Dekolonisatieonderzoek 1945-1950
Uit mijn tijd op de KMA (Koninklijke Militaire Academie) zijn twee lessen mij altijd
bijgebleven. Ten eerste, een militair mag, maar moet ook in opdracht geweld gebruiken. De
militair heeft hier als enige overheidsdienaar geen vrije keuze. Ten tweede, de toepassing
van geweld moet vallen binnen de regels van de geldende wet of zoals wij dat tegenwoordig
noemen, de ‘rules of engagement’. Elke militair, van soldaat tot generaal, heeft hier een
eigen verantwoordelijkheid. Je wordt gevormd om deze verantwoording af te leggen.
Militairen willen, maar moeten dus ook verantwoording afleggen voor het door hen
toegepaste geweld. Wanneer je het recht en de plicht hebt om te kunnen beschikken over
het leven van anderen, dan is dat ook niet meer dan terecht.
Dat maakt wel dat het spiegelen van het optreden van de militair buitengewoon zorgvuldig
moet gebeuren!

Op 17 februari 2022 worden de resultaten van het dekolonisatieonderzoek (officiële naam:
Onafhankelijkheid, dekolonisatie, geweld en oorlog in Indonesië, 1945 – 1950)
gepresenteerd door een drietal onderzoeksinstituten, waaronder ons eigen Nederlands
Instituut voor Militaire Historie (NIMH), een onderdeel van Defensie. De verwachting is dat
de onderzoeksinstituten zich beperken tot de beantwoording van de vraag of de
Nederlandse militairen in Nederlands-Indië al dan niet proportioneel geweld hebben
gebruikt. Anders gezegd: was er sprake van structureel excessief geweld?
Een zeer beladen vraag, niet alleen naar het verleden toe, maar ook naar hedendaagse en
toekomstige conflicten.
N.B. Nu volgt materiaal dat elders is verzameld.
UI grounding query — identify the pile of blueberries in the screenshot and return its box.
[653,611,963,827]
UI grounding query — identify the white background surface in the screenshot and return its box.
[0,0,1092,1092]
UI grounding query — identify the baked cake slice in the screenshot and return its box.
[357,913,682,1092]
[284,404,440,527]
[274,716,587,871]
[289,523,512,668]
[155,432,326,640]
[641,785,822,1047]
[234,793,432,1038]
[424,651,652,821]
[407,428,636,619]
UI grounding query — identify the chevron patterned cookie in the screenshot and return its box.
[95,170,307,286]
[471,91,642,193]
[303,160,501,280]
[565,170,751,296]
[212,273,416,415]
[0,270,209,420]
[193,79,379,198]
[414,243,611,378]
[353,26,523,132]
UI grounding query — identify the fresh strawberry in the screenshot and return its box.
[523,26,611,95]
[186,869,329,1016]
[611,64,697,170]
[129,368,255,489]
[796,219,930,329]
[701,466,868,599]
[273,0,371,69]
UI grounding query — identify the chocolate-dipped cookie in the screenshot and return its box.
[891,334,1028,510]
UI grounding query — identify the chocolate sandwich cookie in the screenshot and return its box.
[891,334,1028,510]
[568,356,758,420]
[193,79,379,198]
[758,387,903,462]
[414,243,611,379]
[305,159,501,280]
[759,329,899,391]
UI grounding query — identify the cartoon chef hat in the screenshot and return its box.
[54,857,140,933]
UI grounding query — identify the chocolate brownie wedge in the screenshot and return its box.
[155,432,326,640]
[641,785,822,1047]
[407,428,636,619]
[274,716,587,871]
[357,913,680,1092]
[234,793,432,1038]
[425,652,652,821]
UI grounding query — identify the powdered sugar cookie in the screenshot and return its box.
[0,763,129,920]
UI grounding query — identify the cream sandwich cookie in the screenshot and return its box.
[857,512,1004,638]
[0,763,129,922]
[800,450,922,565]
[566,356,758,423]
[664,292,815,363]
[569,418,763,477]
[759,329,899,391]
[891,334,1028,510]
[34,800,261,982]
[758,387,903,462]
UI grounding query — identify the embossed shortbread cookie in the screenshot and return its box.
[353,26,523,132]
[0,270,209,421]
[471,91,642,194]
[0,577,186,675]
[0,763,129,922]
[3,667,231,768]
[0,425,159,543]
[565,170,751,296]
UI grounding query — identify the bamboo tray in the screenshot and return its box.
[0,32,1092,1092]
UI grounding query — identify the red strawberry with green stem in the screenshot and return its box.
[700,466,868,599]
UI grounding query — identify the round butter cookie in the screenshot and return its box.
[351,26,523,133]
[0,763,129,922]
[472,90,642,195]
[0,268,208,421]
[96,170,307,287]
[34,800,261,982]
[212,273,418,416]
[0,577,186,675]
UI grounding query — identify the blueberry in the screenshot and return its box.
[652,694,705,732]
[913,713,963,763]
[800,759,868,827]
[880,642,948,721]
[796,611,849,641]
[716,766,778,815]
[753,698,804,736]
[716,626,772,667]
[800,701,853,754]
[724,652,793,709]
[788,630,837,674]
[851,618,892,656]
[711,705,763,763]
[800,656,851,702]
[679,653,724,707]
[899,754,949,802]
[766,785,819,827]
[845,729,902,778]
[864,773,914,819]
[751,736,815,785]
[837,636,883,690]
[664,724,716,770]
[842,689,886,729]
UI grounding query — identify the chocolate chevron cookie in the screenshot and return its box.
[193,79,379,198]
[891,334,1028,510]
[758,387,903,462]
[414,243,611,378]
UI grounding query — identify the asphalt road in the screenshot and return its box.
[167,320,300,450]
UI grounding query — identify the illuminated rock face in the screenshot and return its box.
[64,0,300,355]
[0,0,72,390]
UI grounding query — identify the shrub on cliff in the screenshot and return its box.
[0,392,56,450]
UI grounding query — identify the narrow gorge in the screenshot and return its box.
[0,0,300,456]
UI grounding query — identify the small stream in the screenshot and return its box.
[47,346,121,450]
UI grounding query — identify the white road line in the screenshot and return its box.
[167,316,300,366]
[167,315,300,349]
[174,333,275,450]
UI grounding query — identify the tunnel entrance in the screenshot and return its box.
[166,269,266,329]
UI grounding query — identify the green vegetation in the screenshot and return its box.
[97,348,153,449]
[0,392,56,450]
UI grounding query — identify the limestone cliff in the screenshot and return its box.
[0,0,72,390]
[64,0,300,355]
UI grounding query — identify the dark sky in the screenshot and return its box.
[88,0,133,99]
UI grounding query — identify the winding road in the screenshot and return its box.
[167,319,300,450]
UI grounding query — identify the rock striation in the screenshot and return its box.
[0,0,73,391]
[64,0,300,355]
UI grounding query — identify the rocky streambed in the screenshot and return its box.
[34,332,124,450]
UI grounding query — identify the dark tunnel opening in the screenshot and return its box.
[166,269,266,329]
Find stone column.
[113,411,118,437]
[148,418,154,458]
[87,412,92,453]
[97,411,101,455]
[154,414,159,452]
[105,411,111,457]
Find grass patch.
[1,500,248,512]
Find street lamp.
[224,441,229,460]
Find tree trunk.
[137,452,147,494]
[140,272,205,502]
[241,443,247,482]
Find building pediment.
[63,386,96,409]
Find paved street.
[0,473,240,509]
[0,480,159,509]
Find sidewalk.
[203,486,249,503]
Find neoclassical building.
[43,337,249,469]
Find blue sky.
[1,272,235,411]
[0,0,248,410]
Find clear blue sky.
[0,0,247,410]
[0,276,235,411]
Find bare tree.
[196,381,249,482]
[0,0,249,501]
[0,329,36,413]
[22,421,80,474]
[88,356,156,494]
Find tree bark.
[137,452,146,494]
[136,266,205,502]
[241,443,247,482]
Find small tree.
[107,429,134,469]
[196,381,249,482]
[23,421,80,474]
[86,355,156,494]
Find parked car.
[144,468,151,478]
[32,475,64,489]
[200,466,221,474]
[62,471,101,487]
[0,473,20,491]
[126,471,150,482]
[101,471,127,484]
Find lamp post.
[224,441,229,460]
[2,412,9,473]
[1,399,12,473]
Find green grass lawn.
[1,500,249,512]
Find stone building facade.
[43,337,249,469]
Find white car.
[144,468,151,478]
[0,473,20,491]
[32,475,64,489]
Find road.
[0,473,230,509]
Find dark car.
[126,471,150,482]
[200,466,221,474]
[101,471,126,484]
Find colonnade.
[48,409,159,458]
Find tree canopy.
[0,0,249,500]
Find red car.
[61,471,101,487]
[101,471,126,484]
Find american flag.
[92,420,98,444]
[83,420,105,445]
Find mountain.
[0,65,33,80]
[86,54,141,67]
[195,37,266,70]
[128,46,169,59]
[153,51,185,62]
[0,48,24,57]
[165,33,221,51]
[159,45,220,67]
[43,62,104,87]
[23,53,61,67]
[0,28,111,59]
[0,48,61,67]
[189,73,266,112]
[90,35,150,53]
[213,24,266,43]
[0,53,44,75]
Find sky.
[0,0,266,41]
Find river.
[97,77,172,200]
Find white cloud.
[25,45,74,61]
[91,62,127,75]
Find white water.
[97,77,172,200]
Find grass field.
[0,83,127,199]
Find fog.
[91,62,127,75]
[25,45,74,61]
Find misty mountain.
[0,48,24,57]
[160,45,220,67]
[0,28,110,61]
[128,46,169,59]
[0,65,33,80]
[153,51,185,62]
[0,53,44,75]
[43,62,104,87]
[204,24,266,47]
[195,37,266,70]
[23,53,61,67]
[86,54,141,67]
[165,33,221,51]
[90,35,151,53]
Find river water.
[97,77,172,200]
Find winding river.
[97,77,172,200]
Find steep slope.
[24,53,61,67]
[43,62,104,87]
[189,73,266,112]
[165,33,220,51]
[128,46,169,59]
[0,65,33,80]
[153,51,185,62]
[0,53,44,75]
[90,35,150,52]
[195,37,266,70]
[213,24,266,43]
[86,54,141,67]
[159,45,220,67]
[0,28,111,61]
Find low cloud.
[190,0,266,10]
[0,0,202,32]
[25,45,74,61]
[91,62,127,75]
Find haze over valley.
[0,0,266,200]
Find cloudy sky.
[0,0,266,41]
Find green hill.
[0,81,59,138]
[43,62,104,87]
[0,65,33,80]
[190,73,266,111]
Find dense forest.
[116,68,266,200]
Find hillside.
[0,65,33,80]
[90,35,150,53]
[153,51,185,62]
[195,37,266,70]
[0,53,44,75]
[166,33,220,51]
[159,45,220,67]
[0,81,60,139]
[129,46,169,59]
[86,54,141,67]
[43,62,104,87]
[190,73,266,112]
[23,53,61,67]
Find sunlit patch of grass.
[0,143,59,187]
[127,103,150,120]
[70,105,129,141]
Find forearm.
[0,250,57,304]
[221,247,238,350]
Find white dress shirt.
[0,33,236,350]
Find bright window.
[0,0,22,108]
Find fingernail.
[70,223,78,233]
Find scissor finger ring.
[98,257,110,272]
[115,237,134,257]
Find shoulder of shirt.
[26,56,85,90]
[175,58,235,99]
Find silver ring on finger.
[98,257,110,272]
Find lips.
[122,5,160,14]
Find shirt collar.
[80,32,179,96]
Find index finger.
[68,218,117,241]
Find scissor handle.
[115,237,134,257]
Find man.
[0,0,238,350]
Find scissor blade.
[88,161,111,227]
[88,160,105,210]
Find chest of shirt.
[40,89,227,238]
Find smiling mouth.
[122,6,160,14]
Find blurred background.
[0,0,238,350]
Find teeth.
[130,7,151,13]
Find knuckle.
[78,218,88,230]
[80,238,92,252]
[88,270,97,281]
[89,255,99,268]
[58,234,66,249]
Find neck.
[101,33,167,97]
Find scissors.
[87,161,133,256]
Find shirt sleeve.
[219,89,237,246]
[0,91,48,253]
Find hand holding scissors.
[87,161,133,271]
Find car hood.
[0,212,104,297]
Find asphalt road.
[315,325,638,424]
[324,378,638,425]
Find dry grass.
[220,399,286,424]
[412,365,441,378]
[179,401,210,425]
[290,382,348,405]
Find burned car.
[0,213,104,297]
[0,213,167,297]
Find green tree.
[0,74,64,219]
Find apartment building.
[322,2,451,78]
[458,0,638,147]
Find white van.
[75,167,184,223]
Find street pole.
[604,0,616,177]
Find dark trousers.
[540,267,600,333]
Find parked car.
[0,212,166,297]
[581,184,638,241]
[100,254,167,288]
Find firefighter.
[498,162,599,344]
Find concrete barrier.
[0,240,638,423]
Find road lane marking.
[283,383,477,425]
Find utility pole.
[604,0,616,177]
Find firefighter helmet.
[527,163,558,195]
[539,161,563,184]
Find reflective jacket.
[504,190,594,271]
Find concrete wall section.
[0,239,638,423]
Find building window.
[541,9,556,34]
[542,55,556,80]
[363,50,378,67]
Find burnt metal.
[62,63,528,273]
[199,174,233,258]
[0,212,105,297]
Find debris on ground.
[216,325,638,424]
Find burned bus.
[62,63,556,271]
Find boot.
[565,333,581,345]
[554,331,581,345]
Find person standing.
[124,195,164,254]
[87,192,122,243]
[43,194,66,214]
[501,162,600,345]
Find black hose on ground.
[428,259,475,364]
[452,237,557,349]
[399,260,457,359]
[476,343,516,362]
Als dit onderzoek niet zorgvuldig wordt uitgevoerd, dan splijt dit
Nederland verder. De lessen die er geleerd zouden moeten worden, zullen niet geleerd
kunnen worden als er twijfel bestaat over de zorgvuldigheid van het onderzoek. De
zorgvuldigheid van de benadering bepaalt ook of militairen en bestuurders verantwoording
kunnen en willen afleggen nu en in de toekomst. En dit raakt dus expliciet zowel het
verleden, het heden als de toekomst.

Voor de drie onderzoeksinstituten – naast het NIMH het Koninklijk Instituut voor Taal-, Land-
en Volkenkunde (KITLV) en het NIOD Instituut voor Oorlogs-, Holocaust en Genocidestudies
– betekent dit dat zij onderstaande grondslagen ondubbelzinnig moeten invullen. Hier mag
geen discussie over komen, anders is het onderzoek bij voorbaat van nul en generlei waarde.
In tegendeel, in plaats dat wij er dan iets van kunnen leren en verantwoording kunnen
nemen, splijt het onze gepolariseerde samenleving nog verder.
De doelstelling van de regering bij het geven van de randvoorwaarden voor dit onderzoek is
geweest om niet het land verder te verdelen, maar juist om stappen te kunnen maken naar
een betere toekomst, ervan te kunnen leren. En niet – populair gezegd – in een ’wappie’- of
‘cancel’-discussie terecht te komen. Om de onderzoeksopdracht door de drie instituten te
kunnen uitvoeren, is door de regering bovendien substantieel belastinggeld vrijgemaakt. En
als iets de afgelopen jaren gespeeld heeft dan is het de maatschappelijke verdeeldheid, niets
voor niets is de titel van het regeerakkoord “Omzien naar elkaar, vooruitkijken naar de
toekomst”. Om dit eens concreet te maken.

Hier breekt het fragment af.